Like many here, Contralis Charalambos has had his pension slashed. Without a debit card, he told CBS News he's now penniless.
"I have been hungry from yesterday," Charalambos said. "I have not eat from yesterday!"
Greece has been bailed out twice in the last five years. But in return for more than $250 billion in loans, foreign creditors demanded steep tax hikes and cuts to government salaries.
But after six years of austerity, Greece has had enough.
Greek Prime Minister Alexis Tsipras has called a referendum for this Sunday, a popular vote on whether to accept more tax increases and spending cuts. International creditors say without them, there'll be no more loans.
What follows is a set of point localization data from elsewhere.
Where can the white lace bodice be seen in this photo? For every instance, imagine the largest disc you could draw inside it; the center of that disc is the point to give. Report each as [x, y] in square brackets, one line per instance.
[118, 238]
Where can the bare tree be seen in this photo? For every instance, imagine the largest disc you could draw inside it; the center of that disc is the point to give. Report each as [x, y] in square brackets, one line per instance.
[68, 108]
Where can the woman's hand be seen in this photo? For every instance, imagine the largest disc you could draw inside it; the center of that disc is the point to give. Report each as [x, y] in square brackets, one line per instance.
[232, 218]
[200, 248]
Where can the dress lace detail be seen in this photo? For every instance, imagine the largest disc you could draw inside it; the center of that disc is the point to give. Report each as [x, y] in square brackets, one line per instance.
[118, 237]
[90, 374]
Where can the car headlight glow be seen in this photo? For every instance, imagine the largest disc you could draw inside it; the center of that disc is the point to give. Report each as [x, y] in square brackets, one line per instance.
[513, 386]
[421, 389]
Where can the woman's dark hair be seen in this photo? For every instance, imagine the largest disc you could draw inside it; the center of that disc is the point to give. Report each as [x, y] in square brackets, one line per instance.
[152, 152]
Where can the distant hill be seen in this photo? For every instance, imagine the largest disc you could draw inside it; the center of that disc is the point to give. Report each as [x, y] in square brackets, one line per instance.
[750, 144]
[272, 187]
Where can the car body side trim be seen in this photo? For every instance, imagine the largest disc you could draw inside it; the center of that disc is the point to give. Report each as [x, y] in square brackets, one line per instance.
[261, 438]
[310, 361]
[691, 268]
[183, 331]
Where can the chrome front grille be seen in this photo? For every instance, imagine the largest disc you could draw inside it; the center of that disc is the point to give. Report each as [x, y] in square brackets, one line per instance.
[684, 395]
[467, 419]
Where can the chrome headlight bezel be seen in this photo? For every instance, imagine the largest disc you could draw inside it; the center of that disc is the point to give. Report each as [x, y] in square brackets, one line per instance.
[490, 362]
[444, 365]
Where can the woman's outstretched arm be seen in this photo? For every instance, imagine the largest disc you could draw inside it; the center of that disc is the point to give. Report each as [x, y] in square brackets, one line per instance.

The people of Athens are proud their city was the world's first democracy. In this Athenian market, fishmonger Paris Klonis told CBS News the power of Greece's foreign creditors is simply undemocratic.
"We live like slaves and something has to change with our country," Klonis said.
But in Athens on Tuesday, tens of thousands of Greeks rallied in support of a yes vote. Alex Argyros, an investment banker, said if Greece defaults on its loans the consequences will be catastrophic.
"Poverty, social unrest, people on the streets and a lot of uncertainty," Argyros predicted.
He said if the referendum is voted down, "Most likely, if I have the ability, I'll make sure to leave the country."
The Greek government is gambling that its creditors won't allow Greece to default on its loans and will soften some of their demands.
But if Greece miscalculates, it could end up bankrupt and also be forced to leave the single European currency -- sparking financial losses around the world.